There are three distinct things that need to be made "easy to use". The first is the generation of the database and the subsequent creation of the web interface. The second is extension of DXR to new languages, while the last is the customization of DXR to provide more information. All of them have significant issues.
Building with DXR
Starting with the first one, build systems are complicated. For a simple GNU-ish utility, ./configure && make is a functioning build system. But where DXR is most useful is on the large, hydra-like projects where figuring out how to build the program is itself a nightmare: Mozilla, OpenJDK, Eclipse, etc. There is also a substantial number of non-autoconf based systems which throw great wrenches in everything. At the very least, I know this much about DXR: I need to set environment variables before configuring and building (i.e., replace the compiler), I need to "watch" the build process (i.e., follow warning spew), and I need to do things after the build finishes (post-processing). Potential options:
- Tell the user to run this command before the build and after the build. On the plus side, this means that DXR needs to know absolutely nothing about how the build system works. On the down side, this requires confusing instructions: in particular, since I'm setting environment variables, the user has to specifically type ".
" in the shell to get them set up properly. There are a lot of people who do not have significant shell exposure to actually understand why that is necessary, and general usage is different enough from the commands that people are liable to make mistakes doing so.
- Guess what the build system looks like and try to do it all by ourselves. This is pretty much the opposite extreme, in that it foists all the work on DXR. If your program is "normal", this won't be a problem. If your program isn't... it will be a world of pain. Take also into consideration that any automated approach is likely to fail hard on Mozilla code to begin with, which effectively makes this a non-starter.

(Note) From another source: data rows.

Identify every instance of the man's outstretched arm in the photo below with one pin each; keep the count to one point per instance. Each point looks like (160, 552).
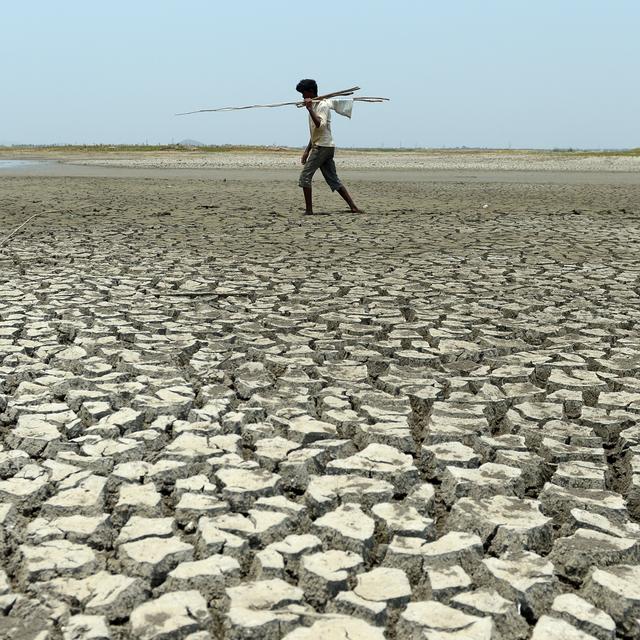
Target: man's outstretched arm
(308, 102)
(306, 153)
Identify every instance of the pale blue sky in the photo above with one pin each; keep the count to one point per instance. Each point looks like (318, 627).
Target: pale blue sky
(497, 73)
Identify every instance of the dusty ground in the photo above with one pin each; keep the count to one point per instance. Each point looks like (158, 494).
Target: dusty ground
(224, 419)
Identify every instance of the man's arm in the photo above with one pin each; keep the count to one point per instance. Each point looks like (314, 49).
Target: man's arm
(308, 102)
(306, 153)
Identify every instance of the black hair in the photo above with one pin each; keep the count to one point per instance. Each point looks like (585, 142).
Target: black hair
(307, 85)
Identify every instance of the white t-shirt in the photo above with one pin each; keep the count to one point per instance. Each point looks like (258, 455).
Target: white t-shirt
(321, 136)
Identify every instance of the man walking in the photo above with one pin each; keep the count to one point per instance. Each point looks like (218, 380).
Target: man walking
(321, 148)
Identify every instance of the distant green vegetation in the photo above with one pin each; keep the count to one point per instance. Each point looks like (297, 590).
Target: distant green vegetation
(230, 148)
(133, 148)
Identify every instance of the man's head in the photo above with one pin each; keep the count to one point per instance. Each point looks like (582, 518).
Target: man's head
(308, 88)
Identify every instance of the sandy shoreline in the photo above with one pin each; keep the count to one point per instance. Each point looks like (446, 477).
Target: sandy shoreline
(194, 371)
(440, 160)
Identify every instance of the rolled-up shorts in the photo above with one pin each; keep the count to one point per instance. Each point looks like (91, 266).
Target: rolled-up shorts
(320, 158)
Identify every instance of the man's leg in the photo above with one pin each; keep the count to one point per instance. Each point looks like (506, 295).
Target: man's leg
(308, 199)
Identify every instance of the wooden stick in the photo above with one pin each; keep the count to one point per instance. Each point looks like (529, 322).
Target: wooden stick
(335, 94)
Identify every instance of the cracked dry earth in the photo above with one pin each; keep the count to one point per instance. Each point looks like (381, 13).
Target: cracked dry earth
(220, 419)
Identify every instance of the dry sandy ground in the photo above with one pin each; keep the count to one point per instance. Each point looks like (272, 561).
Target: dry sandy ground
(222, 418)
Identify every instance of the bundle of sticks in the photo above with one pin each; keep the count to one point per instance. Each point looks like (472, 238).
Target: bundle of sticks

- Have the user input their build system to a configuration file and go from there. A step down from the previous item, but it increases the need for configuration files.
- Have DXR spawn a shell for the build system. Intriguing, solves some problems but causes others.
Conclusion: well, I don't like any of those options. While the goal of essentially being able to "click" DXR and have it Just Work™ is nice, I have reservations about such an approach being able to work in practice. I think I'll go for a "#1 and punt on this issue to someone with more experience."
I could devote an entire week's worth of blog posts to this topic, I think, and I would wager that this is more complicated and nebulous than even build systems are. In the end, all we really need to worry about with build systems is replacing compilers with our versions and getting to the end; with languages, we actually need to be very introspective and invasive to do our job.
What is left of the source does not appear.